Zen warf sich zur Seite und griff mit weit ausgestreckten Armen nach seinem Gewehr, und Kara begriff ganz plötzlich, in welcher Gefahr er sich befand. Hinter ihr fiel die Tür ins Schloß, und Zen wälzte sich mit einem knurrenden Laut auf den Rücken und drückte ab. Der grüne Lichtblitz verfehlte Kara um eine knappe Handbreite, brannte ein Loch in das Metall der Tür und erwischte wohl auch den Mann, denn Kara hörte einen erstickten Schrei, dem ein dumpfer Aufprall folgte.
Sie war als erste auf den Füßen. Sie öffnete die Tür mit einem Tritt und sprang kampfbereit hindurch. Der Mann lag mit ausgebreiteten Armen drei Meter hinter der Tür. Er war tot.
Kara machte einen Schritt zur Seite, als Zen hinter ihr auf den Gang herausgestürmt kam. Er hob sein Gewehr und legte auf den Toten an. Kara drückte den Lauf der Waffe herunter. »Laß das«, sagte sie. »Wir haben schon zuviel Aufhebens gemacht. Wenn sie uns bis jetzt nicht gehört haben, müssen sie taub sein.«
Zen blickte den Toten mit einer Mischung aus brodelndem Zorn und tiefster Verstörtheit an. Nur ganz langsam senkte er das Gewehr, dann hob er die Hand und wischte sich das Blut aus dem Gesicht. Sein Gesicht begann bereits anzuschwellen. Er sah aus, als hätte er mit einem Drachen gekämpft.
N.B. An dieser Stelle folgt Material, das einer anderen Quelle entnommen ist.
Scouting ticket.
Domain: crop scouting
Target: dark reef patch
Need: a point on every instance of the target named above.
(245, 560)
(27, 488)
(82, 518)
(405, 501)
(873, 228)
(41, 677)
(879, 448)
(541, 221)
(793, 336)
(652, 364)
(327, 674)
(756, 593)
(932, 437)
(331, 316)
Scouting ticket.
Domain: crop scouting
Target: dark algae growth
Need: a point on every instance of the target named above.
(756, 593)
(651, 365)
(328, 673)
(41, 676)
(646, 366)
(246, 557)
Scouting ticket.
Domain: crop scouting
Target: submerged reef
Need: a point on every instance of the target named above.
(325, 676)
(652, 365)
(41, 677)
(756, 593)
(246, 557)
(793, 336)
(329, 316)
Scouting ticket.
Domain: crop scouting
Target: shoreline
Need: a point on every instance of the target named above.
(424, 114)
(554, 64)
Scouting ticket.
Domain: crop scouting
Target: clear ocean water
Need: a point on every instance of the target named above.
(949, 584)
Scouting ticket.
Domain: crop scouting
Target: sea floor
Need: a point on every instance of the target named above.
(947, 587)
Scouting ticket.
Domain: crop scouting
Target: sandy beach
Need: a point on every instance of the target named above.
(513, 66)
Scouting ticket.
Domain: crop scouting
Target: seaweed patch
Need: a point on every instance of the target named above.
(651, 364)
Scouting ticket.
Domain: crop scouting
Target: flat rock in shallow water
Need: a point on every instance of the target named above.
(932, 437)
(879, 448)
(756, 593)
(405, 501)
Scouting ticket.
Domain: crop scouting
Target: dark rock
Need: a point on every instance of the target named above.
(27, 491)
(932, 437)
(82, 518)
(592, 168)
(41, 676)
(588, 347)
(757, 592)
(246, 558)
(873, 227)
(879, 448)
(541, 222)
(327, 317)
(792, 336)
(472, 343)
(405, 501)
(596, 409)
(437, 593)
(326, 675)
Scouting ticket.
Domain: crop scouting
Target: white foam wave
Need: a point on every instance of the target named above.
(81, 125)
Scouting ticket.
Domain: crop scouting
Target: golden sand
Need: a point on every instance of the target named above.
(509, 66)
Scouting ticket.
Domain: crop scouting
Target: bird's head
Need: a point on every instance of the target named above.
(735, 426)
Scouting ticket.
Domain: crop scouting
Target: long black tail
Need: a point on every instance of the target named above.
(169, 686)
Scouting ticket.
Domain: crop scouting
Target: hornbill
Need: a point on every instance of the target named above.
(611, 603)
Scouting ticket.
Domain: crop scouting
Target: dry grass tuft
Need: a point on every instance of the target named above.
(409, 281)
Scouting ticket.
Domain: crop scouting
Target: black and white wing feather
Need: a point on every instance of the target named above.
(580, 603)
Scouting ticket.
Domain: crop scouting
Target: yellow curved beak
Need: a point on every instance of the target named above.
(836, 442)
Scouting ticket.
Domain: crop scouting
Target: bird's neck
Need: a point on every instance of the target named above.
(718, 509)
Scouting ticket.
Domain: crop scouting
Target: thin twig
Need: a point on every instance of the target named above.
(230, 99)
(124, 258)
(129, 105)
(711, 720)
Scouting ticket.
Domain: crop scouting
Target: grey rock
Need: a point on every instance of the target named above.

»Großer Gott?« murmelte er erschöpft. »Was sind das für Typen, Kara?«
»Ich... weiß es nicht«, antwortete Kara zögernd. »Ich... ich habe schon einmal mit einem dieser Männer gekämpft - in Schelfheim. Er war genauso zäh. Ich... ich dachte, es wäre einer ihrer besten Krieger. Ihr Anführer vielleicht. Aber sie scheinen alle so gut zu sein.«
Sie war auf eine Art und Weise verstört, die sie beinahe völlig lähmte. Plötzlich verstand sie, wieso Elders Männer so chancenlos gegen die Krieger aus dem Unterwasserboot gewesen waren. Sie machte sich nichts vor: Dieser eine Krieger allein hätte sie beide töten können, hätte er nicht den Fehler begangen, sein Heil in der Flucht zu suchen. Die Vorstellung, gegen eine ganze Armee dieser Männer kämpfen zu müssen, erfüllte sie mit Entsetzen.